In New Novel, Latinx Character Experiences Racism And Teen Drama While Moving 'Between Two Worlds'
The next selection in our Books For Young People series is "Don't Ask Me Where I'm From," a novel that is for and about high-schoolers.
In the book, 15-year-old Liliana Cruz is dealing with that transition, along with boy drama, best friend drama and family drama, says author Jennifer De Leon.
De Leon, a resident of Southborough, says — like a lot of young people — Liliana is searching for her footing.
Jennifer De Leon, author: She has always lived in Boston, so she's never had to interact actually with other communities and people from different backgrounds. So she's the total fish out of water when she gets to Westburg High School. And it's this tricky thing because she is seen as the outsider, but she doesn't yet know so much about her own identity.
Her parents are from Central America, but she's never asked them, "Hey, why did you come to Boston? How did you end up here? What's our family's story?" So at the same time that she's experiencing micro-aggressions and even some racism, in the book, she still hasn't really learned her family's story and her family's history. So all of this kind of comes to a head in the novel, and it's a chance for her to learn more about herself.
Carrie Healy, NEPM: Do you have the book handy — could you read a paragraph from it? This part describes where she is from and what her background has been before she gets bused out to one of those "W communities" for the different high school experience.
One of the top stories on the news: a rival gang shootout at a nearby park. A bystander had been killed. We knew the gangs did their thing and we knew not to wear certain colors in excess, but still. Knowing this happened just three blocks away wasn't exactly comforting. Then, as if that weren't bad enough, the news switched to an image of the president and “the wall” on the southern border, like between the US and Mexico. Whaaat? An actual wall? For, like, hundreds of miles? Mom began praying superfast in Spanish, her eyes screwed shut.

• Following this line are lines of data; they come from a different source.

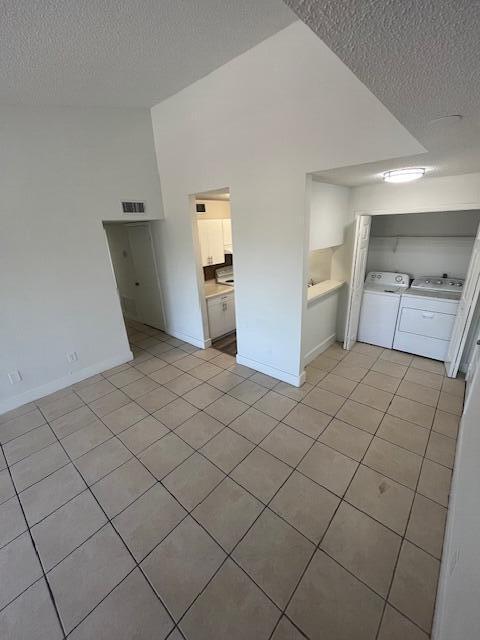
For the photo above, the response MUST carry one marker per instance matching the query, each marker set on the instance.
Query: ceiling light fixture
(404, 175)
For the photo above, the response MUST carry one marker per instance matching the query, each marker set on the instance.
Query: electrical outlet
(454, 558)
(15, 377)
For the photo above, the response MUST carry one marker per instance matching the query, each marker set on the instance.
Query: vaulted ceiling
(421, 58)
(123, 53)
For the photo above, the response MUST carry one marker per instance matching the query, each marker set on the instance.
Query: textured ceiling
(421, 58)
(123, 53)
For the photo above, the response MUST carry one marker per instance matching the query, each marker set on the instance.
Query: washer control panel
(435, 283)
(388, 278)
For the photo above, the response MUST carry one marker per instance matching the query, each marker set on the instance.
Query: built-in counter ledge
(322, 289)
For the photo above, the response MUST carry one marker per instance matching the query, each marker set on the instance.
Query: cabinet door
(221, 315)
(215, 318)
(229, 313)
(215, 240)
(227, 235)
(203, 237)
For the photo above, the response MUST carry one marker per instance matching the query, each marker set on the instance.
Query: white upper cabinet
(329, 213)
(210, 235)
(227, 235)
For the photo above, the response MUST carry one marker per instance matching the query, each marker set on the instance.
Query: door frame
(147, 224)
(359, 266)
(192, 198)
(471, 206)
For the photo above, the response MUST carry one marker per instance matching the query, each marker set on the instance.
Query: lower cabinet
(221, 315)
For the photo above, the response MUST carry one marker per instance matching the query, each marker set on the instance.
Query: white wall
(215, 210)
(320, 264)
(421, 256)
(258, 125)
(63, 171)
(457, 615)
(329, 211)
(319, 325)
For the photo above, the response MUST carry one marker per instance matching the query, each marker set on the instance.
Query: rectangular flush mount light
(404, 175)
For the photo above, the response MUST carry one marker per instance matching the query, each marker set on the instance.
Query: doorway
(136, 274)
(212, 225)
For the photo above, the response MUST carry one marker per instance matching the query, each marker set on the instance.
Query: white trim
(65, 381)
(196, 342)
(458, 206)
(295, 380)
(148, 227)
(320, 348)
(445, 563)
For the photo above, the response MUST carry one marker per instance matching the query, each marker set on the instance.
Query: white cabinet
(227, 235)
(210, 235)
(221, 315)
(329, 211)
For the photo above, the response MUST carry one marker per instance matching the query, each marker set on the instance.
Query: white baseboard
(197, 342)
(61, 383)
(320, 348)
(295, 380)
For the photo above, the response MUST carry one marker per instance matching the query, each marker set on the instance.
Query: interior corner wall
(257, 126)
(63, 171)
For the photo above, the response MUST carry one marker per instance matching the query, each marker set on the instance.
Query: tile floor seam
(188, 513)
(33, 543)
(265, 508)
(404, 538)
(267, 504)
(201, 453)
(107, 523)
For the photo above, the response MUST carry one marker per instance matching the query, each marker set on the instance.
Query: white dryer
(380, 304)
(427, 315)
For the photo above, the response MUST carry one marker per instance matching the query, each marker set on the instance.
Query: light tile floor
(184, 496)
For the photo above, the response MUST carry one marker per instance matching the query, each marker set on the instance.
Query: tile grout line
(404, 537)
(314, 440)
(136, 565)
(44, 575)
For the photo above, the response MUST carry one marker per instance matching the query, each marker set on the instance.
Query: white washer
(426, 316)
(380, 303)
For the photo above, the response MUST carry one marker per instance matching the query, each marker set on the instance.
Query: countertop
(322, 289)
(212, 289)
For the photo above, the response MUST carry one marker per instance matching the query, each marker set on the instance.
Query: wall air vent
(133, 207)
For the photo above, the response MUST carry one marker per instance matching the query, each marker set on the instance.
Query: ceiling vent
(133, 207)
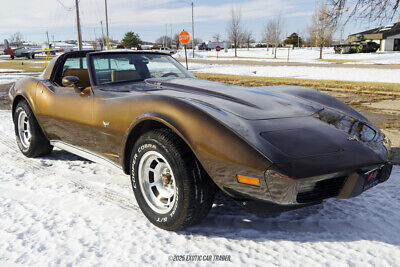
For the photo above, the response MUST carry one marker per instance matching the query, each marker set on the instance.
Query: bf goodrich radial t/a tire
(171, 188)
(30, 138)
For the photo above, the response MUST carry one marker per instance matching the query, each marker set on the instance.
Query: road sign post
(184, 38)
(218, 48)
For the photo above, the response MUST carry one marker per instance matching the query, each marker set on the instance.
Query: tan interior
(124, 75)
(82, 74)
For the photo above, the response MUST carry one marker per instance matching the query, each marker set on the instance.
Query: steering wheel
(170, 74)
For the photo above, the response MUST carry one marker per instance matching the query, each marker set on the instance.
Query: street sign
(184, 37)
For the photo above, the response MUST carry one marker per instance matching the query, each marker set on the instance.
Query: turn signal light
(248, 180)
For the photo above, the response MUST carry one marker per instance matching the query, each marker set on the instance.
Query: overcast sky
(149, 18)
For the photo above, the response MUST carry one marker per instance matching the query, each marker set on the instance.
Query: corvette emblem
(352, 138)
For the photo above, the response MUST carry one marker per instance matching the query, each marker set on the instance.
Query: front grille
(322, 190)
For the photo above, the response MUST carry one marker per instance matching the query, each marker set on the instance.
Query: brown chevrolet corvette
(181, 139)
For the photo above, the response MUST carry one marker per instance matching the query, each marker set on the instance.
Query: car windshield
(132, 67)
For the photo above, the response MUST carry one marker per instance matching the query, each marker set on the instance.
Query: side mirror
(70, 81)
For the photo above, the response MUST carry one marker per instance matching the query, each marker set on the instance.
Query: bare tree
(217, 37)
(248, 38)
(273, 33)
(370, 10)
(235, 32)
(323, 27)
(16, 39)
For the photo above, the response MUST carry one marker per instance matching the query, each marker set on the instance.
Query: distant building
(388, 37)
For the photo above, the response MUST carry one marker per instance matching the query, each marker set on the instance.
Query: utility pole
(102, 36)
(107, 32)
(166, 35)
(171, 35)
(193, 28)
(78, 25)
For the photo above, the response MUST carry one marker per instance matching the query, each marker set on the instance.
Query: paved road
(298, 64)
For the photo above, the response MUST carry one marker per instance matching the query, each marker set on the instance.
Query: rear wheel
(30, 138)
(171, 188)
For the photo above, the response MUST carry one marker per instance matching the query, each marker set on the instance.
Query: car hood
(248, 103)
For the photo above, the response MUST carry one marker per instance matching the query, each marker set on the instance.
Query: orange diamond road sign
(184, 37)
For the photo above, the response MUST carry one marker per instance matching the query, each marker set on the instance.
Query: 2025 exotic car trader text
(180, 138)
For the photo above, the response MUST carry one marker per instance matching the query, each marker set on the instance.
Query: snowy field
(317, 73)
(302, 55)
(64, 210)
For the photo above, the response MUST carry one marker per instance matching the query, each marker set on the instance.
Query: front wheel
(30, 138)
(171, 188)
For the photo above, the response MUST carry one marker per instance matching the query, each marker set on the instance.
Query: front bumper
(285, 194)
(314, 189)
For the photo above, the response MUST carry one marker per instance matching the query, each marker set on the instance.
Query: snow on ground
(64, 210)
(303, 55)
(12, 77)
(319, 73)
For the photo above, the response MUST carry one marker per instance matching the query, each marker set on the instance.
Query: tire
(30, 138)
(162, 165)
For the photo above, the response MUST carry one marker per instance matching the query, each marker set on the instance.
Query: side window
(76, 66)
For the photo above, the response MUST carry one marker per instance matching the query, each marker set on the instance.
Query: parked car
(167, 50)
(181, 139)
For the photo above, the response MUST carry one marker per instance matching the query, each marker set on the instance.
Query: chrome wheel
(157, 182)
(24, 130)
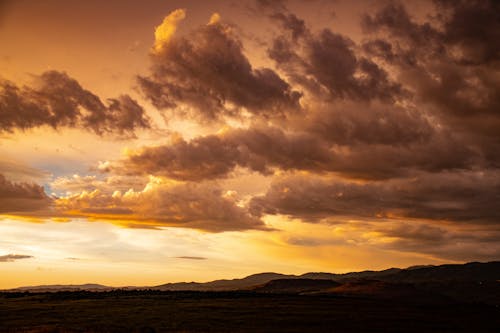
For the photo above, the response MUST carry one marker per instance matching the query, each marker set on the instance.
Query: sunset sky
(145, 142)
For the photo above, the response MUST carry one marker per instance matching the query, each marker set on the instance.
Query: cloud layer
(397, 131)
(57, 100)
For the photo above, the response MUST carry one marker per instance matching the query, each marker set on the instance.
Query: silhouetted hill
(296, 286)
(470, 281)
(220, 285)
(473, 271)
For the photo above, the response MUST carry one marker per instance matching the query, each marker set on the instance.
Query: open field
(160, 311)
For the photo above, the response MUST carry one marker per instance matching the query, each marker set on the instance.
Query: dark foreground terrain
(237, 311)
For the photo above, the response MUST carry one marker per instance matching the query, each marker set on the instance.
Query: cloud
(192, 258)
(462, 197)
(381, 144)
(18, 171)
(326, 63)
(450, 64)
(259, 149)
(207, 75)
(166, 30)
(201, 206)
(57, 100)
(21, 197)
(13, 257)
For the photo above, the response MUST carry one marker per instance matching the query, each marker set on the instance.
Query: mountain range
(471, 282)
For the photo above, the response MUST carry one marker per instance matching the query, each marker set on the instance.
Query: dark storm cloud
(208, 72)
(192, 258)
(449, 196)
(450, 64)
(327, 62)
(260, 149)
(13, 257)
(385, 146)
(203, 206)
(16, 197)
(57, 100)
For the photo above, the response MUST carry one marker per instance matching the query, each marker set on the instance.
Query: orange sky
(254, 136)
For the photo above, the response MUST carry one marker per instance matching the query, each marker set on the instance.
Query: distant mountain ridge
(456, 273)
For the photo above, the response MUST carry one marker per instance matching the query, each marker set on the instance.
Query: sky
(145, 142)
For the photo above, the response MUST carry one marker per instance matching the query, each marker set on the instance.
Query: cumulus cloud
(326, 63)
(467, 197)
(13, 257)
(449, 64)
(192, 258)
(201, 206)
(57, 100)
(259, 149)
(207, 73)
(21, 197)
(353, 146)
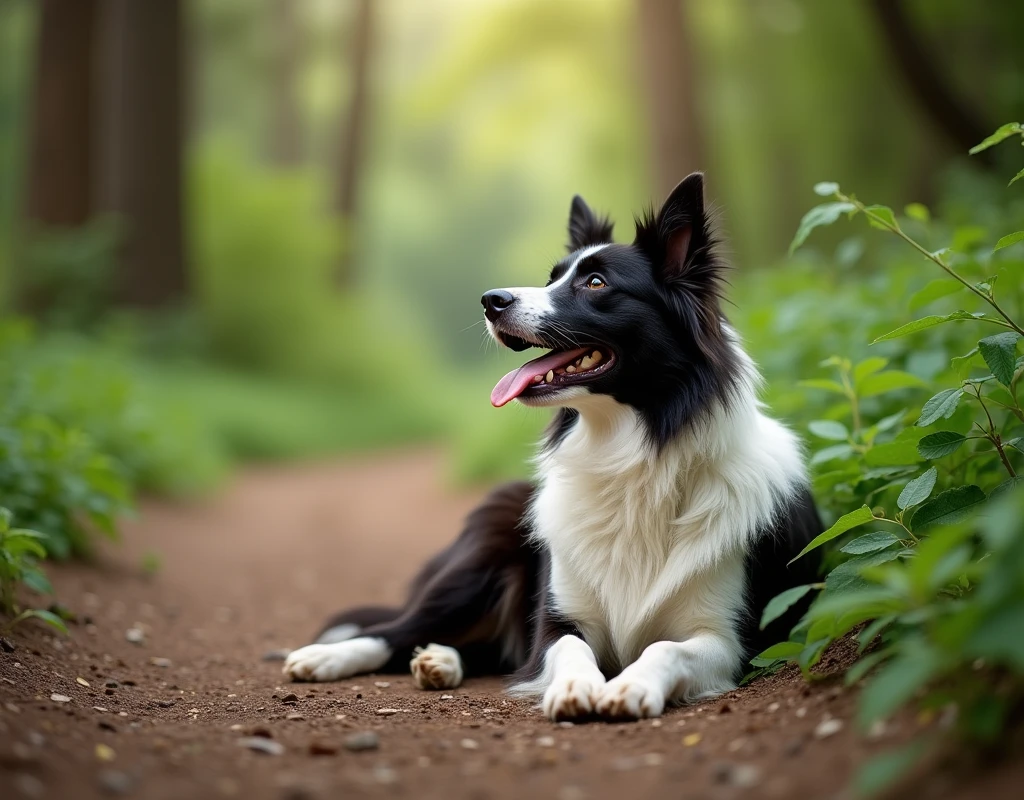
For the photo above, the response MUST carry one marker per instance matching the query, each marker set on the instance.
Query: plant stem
(987, 297)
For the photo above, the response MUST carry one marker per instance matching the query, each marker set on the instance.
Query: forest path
(258, 567)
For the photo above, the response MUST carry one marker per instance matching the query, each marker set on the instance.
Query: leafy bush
(20, 551)
(934, 587)
(53, 476)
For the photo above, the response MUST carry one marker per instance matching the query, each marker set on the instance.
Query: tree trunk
(961, 124)
(286, 127)
(353, 134)
(670, 82)
(141, 146)
(59, 172)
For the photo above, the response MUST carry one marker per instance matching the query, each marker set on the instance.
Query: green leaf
(847, 577)
(867, 367)
(820, 383)
(49, 618)
(893, 454)
(880, 772)
(940, 444)
(870, 543)
(918, 211)
(942, 406)
(933, 290)
(999, 352)
(962, 364)
(844, 523)
(889, 381)
(1009, 485)
(784, 650)
(928, 322)
(950, 506)
(782, 602)
(885, 214)
(918, 490)
(1011, 239)
(811, 654)
(826, 428)
(1003, 132)
(827, 454)
(898, 681)
(819, 215)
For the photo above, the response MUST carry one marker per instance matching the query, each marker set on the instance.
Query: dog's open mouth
(558, 370)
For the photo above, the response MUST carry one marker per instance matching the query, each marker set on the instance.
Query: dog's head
(640, 323)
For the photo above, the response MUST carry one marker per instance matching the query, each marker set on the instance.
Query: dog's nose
(496, 301)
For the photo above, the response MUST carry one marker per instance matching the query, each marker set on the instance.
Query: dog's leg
(572, 678)
(338, 660)
(667, 672)
(475, 593)
(436, 667)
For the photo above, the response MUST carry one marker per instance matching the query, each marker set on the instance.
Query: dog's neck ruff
(638, 532)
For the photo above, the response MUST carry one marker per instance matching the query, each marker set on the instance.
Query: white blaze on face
(534, 302)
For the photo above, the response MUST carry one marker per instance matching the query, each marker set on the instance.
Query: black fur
(769, 572)
(657, 313)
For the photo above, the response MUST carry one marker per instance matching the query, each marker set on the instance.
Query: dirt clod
(260, 745)
(115, 782)
(366, 740)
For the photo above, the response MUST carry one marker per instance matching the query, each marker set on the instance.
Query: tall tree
(961, 124)
(352, 154)
(141, 145)
(286, 129)
(667, 66)
(59, 174)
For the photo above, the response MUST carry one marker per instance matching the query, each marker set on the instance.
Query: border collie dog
(632, 574)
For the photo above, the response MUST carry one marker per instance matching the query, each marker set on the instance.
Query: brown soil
(257, 569)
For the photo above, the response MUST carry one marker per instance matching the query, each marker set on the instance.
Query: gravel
(366, 740)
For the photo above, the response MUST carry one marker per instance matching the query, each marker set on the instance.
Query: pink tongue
(513, 384)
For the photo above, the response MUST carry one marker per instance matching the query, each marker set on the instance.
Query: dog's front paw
(337, 661)
(624, 698)
(569, 699)
(436, 667)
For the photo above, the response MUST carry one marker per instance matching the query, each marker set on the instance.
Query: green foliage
(20, 552)
(937, 590)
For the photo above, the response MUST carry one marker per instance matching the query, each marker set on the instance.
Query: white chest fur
(649, 545)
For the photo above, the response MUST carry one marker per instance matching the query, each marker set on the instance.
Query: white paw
(568, 699)
(624, 698)
(337, 661)
(436, 667)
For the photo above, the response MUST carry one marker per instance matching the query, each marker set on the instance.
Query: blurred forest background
(241, 229)
(258, 229)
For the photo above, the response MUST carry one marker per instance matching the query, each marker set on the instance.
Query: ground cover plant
(918, 469)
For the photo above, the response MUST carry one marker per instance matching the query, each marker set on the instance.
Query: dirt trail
(256, 569)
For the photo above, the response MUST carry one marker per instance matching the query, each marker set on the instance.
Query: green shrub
(918, 468)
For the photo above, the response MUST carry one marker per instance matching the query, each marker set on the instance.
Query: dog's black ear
(586, 227)
(677, 238)
(680, 245)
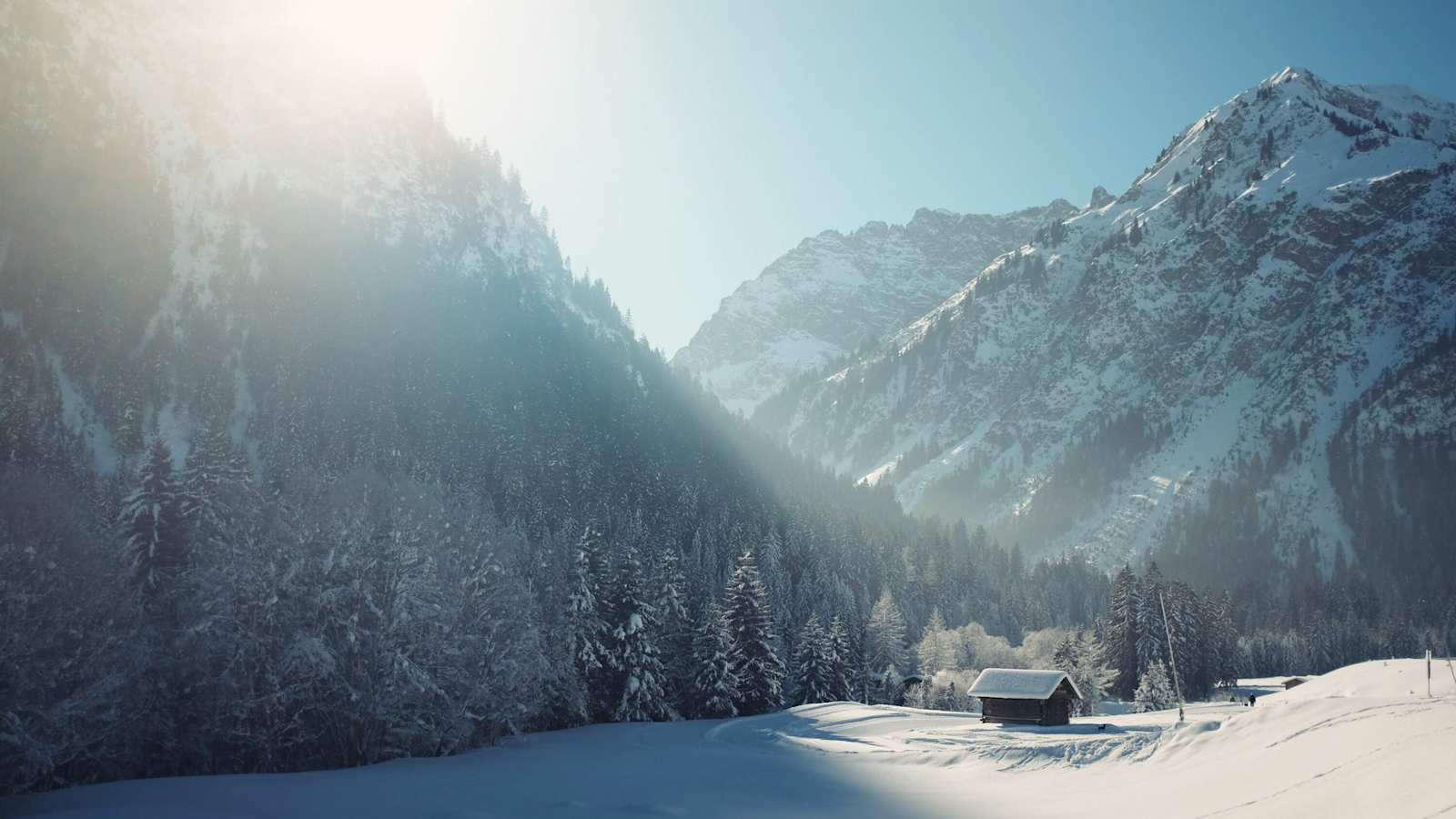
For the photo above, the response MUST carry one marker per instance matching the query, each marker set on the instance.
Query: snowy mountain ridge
(1244, 298)
(257, 116)
(834, 292)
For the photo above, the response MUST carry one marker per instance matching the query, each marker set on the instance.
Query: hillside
(834, 293)
(1358, 745)
(1222, 363)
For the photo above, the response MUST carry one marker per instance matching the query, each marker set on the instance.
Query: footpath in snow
(1363, 741)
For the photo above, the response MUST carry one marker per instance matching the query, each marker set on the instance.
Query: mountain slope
(1237, 344)
(836, 292)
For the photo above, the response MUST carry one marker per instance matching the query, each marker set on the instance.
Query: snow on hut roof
(1021, 683)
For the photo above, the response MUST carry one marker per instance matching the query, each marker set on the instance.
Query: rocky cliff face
(1247, 329)
(836, 292)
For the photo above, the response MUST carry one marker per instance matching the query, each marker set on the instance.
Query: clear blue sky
(682, 146)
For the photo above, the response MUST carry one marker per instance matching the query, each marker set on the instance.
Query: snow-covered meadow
(1363, 741)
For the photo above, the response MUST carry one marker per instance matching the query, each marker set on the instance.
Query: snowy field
(1361, 741)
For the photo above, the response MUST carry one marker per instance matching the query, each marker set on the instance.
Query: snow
(1019, 683)
(1354, 742)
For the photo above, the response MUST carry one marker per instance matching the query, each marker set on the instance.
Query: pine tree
(586, 622)
(216, 490)
(1082, 659)
(814, 662)
(756, 663)
(642, 694)
(939, 647)
(842, 654)
(885, 647)
(676, 629)
(152, 526)
(713, 687)
(1148, 622)
(1155, 691)
(1120, 632)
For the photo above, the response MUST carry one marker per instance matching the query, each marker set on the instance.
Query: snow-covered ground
(1363, 741)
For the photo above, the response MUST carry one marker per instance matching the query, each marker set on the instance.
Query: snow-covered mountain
(1239, 343)
(834, 293)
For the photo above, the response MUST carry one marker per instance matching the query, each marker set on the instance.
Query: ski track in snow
(1356, 742)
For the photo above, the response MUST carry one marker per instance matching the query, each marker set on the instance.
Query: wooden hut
(1026, 695)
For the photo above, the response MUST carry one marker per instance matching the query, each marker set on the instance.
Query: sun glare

So this is a work of fiction. But you included some actual events. So why use this moment?
Well, I guess it's how they say fiction is stranger than real life. Is that what they say? ... Real life is stranger than fiction. That's what it is!
And in this case, I felt that I didn't have to embellish because the news and everything that was happening in the world at the time that I wrote this was wild enough and dramatic enough that that I didn't have to kind of reach too far into my imagination.
And one thing I knew I wanted to do from the outset was write a story that reflect the reality for one teen girl, Latinx, living in Boston, growing up with parents that were born in Central America. And that, I felt, was enough to propel me into the kind of world of the story. And with the events happening, there was so much that I could choose from.
So did you have to step outside your own comfort zone very far in order to create the Liliana character?
I was born in Boston and grew up in a suburb outside of the city. And every weekend my family and I would go back to the city and spend the entire weekend with relatives and my grandmother. So I felt like Liliana actually, literally moving between two worlds, only I was going the opposite direction.
Because I had this experience of being one of few students of color, I constantly straddled that line. I never felt fully comfortable or, I guess, at ease, in each world that I was in. And I longed for a book like this where I felt like I could see my experience reflected.
I know the language of teen was exquisitely done in here. If I had handed this to my 15-year-old, he would have gotten it. Meanwhile, I was Googling some of the words, saying, "What are they talking about?"
Yeah, teen. It's like a whole other language! And especially urban slang. And it's changing, it's constantly changing. But I think what helped me was my experience in the classroom [as a teacher in Boston]. I felt like I could draw from that. But I did also have some teens read the manuscript because I really wanted to get it right.